Лэйла собрала каждому большую сумку с подарками, поцеловала в лоб и обещала непременно навестить. С катером, правда, оказалось немного сложнее. На борт самолета такой большой груз не примут, да и лететь придется не одним рейсом, а тремя — больше суток в полете. Змей пообещал капитанам придумать, как доставить «Ярославец» к порту приписки или, на крайний случай, компенсировать стоимость старого корыта.

— Да окунись он в алебастр, этот «Ярославец», — махнул рукой Боря. — Скажем, что утопили в Бездне Челленджера, никто же проверять не будет. Вы, главное, к нам в гости приезжайте. Мы, конечно, не бог весть какие богатые, но культурную программу обеспечим — будь здоров.

— Ага, — криво усмехнулся Татарин. — Аттракцион «Понять бесконечность». Раз в сто лет во Владик приезжают Лэйла со Змеем и хлещут шарфиком по памятнику Ленину. Сотрут до основанья, а затем...

— Не богохульствуй, — рассердился Боря. — На тебя Змей Горыныч плохое влияние оказал.

— Он на всех нас влияние оказал, — тяжело вздохнул Змей. А потом опомнился: — Э, при чем здесь я?

— Это такое чудовище, вроде дракона, — объяснила Викса, — только о трех головах.

— Сиамский дракон? — удивился Змей. — Никогда не слышал. Это что-то специфически русское?

— Вы, буржуи, много чего о нашем фольклоре не знаете, — похвастался Боря и тут же получил локтем под ребра.

Прощались они уже в здании аэропорта. До тех пор о предстоящем расставании никто даже не заговаривал. Последние две недели после убийства Сорри и исчезновения близнецов прошли в полуобморочном состоянии. Лэйла все плакала, Змей ковырялся в моторах, но у него все из рук валилось.

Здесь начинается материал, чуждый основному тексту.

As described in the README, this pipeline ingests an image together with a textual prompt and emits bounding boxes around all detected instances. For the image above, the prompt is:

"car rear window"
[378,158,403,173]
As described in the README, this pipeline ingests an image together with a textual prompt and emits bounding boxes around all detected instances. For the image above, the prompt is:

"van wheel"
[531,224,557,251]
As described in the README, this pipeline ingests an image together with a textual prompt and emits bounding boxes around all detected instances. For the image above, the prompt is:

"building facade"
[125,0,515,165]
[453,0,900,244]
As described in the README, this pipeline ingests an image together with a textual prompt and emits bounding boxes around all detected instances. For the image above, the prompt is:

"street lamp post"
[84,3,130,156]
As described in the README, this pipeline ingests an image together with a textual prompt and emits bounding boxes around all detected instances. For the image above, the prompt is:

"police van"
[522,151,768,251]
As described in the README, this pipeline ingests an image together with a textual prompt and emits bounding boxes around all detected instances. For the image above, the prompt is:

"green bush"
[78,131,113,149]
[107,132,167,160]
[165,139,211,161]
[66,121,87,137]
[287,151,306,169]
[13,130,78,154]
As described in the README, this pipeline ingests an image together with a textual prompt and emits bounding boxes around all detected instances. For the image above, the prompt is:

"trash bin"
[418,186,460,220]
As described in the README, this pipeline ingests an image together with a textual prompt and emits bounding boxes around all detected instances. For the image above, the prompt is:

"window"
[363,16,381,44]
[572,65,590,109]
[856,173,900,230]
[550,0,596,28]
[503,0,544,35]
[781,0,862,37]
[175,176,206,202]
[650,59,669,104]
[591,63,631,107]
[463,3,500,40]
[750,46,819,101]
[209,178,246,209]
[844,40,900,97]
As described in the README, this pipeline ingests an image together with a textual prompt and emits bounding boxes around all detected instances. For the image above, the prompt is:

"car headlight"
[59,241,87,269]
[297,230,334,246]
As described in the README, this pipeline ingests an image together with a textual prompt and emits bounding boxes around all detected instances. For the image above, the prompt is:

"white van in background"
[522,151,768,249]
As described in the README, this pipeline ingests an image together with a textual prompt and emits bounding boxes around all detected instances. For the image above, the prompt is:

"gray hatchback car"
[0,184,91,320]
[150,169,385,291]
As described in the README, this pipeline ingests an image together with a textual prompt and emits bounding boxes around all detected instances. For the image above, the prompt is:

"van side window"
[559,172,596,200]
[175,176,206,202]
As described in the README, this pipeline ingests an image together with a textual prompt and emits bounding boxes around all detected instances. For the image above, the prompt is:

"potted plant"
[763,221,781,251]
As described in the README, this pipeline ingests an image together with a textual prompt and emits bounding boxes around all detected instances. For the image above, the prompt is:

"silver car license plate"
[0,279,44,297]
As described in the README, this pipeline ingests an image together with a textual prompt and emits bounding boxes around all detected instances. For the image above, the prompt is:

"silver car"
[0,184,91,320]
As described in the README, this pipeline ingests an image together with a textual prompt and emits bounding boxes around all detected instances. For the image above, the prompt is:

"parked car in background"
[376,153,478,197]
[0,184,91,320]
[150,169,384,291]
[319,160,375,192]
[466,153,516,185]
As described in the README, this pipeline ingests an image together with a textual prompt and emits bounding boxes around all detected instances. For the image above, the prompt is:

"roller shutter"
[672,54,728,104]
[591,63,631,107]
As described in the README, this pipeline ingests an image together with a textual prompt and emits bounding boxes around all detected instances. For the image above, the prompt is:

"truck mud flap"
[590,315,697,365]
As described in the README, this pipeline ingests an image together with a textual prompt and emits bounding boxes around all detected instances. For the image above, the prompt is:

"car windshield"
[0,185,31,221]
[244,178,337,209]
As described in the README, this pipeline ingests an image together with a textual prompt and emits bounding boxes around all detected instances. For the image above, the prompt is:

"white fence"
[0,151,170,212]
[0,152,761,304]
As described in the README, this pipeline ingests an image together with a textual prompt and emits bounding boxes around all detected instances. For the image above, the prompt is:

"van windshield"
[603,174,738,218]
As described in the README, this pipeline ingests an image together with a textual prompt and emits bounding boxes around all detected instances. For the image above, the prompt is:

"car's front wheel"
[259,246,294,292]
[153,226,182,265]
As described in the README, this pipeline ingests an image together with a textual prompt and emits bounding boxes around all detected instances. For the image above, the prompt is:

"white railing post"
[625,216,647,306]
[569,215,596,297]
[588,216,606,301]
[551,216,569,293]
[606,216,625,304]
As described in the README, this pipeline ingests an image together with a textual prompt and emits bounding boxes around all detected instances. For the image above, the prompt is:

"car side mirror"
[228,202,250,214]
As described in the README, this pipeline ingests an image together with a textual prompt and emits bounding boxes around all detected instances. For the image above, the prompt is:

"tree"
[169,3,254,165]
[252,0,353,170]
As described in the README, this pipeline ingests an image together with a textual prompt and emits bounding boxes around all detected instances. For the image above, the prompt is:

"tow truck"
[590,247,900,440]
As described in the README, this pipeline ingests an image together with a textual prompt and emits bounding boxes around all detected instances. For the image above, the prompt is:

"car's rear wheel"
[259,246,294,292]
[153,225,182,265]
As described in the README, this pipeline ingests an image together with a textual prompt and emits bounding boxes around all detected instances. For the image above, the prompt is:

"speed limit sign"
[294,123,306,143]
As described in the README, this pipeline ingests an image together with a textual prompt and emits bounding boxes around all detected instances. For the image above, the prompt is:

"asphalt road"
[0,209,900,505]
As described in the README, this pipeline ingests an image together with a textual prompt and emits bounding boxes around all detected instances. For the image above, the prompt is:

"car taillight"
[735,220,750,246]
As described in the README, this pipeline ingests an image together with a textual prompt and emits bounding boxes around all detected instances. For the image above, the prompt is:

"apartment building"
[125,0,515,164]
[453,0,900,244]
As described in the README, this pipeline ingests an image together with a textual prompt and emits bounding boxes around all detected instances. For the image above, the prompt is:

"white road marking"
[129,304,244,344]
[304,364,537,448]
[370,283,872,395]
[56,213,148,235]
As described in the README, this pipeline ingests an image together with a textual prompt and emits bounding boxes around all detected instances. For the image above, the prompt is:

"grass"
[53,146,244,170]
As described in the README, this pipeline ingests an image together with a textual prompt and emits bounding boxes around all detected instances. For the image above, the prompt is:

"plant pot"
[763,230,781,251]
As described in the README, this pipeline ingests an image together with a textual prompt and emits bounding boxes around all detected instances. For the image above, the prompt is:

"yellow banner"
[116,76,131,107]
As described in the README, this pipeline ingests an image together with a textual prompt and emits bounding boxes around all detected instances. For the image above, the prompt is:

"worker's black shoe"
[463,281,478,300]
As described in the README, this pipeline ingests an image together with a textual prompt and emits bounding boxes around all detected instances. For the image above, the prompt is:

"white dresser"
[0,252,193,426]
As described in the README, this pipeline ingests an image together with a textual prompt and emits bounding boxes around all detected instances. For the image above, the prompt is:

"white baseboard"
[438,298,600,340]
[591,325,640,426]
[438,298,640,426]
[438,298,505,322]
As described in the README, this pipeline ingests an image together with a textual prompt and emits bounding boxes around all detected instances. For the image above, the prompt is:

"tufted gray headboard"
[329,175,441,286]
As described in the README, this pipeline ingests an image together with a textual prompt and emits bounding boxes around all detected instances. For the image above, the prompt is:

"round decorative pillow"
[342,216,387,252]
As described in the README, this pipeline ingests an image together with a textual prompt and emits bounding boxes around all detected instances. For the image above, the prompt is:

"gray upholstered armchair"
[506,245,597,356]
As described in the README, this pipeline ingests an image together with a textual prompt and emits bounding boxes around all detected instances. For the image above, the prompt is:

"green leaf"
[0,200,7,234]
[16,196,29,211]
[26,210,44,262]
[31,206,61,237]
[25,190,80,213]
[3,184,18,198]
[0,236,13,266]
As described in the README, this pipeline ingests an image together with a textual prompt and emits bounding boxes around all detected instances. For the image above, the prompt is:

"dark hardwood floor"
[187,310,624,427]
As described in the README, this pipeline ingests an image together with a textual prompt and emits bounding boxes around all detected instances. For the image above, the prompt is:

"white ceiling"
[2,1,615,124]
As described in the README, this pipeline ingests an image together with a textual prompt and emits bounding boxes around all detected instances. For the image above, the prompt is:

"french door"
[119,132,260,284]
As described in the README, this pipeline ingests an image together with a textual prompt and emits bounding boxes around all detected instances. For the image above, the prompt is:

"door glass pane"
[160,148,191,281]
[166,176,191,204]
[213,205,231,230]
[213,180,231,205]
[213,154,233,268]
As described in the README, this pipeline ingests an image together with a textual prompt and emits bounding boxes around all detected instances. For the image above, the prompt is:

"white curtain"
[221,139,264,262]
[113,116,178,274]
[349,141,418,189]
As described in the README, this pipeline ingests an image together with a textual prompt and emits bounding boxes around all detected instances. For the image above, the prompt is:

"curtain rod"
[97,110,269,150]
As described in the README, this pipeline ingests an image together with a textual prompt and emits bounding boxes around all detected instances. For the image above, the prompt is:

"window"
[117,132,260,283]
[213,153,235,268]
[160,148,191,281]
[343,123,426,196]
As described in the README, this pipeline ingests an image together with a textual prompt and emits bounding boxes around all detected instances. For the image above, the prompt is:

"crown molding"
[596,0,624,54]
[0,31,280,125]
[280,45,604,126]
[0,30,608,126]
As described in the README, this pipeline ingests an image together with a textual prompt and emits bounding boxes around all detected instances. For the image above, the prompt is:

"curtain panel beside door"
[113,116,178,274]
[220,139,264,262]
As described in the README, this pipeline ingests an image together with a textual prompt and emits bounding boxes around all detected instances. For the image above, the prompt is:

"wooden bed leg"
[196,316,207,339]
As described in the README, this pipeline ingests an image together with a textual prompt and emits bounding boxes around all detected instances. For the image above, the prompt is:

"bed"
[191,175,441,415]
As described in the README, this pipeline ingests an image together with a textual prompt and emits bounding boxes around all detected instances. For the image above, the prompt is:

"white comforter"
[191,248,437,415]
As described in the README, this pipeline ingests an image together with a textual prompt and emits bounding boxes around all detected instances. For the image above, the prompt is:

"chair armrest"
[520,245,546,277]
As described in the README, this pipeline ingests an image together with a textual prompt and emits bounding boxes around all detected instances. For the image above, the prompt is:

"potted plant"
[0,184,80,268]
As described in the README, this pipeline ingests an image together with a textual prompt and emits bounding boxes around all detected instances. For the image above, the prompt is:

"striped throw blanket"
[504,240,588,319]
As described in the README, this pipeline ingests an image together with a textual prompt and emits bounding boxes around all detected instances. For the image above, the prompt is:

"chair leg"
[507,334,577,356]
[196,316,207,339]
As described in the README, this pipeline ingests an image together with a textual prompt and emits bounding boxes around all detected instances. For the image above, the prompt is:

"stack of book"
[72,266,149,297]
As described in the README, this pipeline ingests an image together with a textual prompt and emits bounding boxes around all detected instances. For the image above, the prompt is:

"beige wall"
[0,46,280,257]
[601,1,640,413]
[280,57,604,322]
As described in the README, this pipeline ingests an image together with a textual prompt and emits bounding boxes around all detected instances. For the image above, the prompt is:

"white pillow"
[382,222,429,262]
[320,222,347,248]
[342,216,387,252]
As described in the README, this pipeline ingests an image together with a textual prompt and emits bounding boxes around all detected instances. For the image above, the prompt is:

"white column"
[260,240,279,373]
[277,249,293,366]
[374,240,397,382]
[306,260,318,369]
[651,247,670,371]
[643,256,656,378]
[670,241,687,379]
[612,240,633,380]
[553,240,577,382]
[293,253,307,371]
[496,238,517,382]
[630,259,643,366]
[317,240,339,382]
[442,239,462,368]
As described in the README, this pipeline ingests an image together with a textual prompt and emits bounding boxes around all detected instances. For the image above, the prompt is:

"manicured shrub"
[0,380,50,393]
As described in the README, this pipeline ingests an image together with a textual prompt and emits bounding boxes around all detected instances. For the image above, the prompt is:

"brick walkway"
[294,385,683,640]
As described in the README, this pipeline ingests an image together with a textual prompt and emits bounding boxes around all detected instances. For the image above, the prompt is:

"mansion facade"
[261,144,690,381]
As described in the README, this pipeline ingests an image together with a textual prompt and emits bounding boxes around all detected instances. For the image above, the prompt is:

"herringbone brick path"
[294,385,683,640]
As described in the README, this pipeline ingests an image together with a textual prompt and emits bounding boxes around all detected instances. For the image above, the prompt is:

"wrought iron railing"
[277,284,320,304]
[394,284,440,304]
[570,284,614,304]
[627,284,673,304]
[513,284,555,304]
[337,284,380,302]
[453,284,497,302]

Капитаны, видя такое дело, спешно готовились к отплытию, но и у них ничего не получалось. Наконец, устав от чихания дизеля и чертыханья гостей, на пирс вышла суровая Лэйла и ска­зала:

— Отставить сопли, жизнь продолжается. Меняем двигатель, а старый пусть окунется в алебастр.

И работа закипела. Даже Виксе нашлось занятие — крутить гайки и промывать в бензине детали. Очень скоро в гостиной зазвучали смех и шутки, и постепенно жизнь вошла в прежнее русло. Только о близнецах никто не говорил, будто их не было.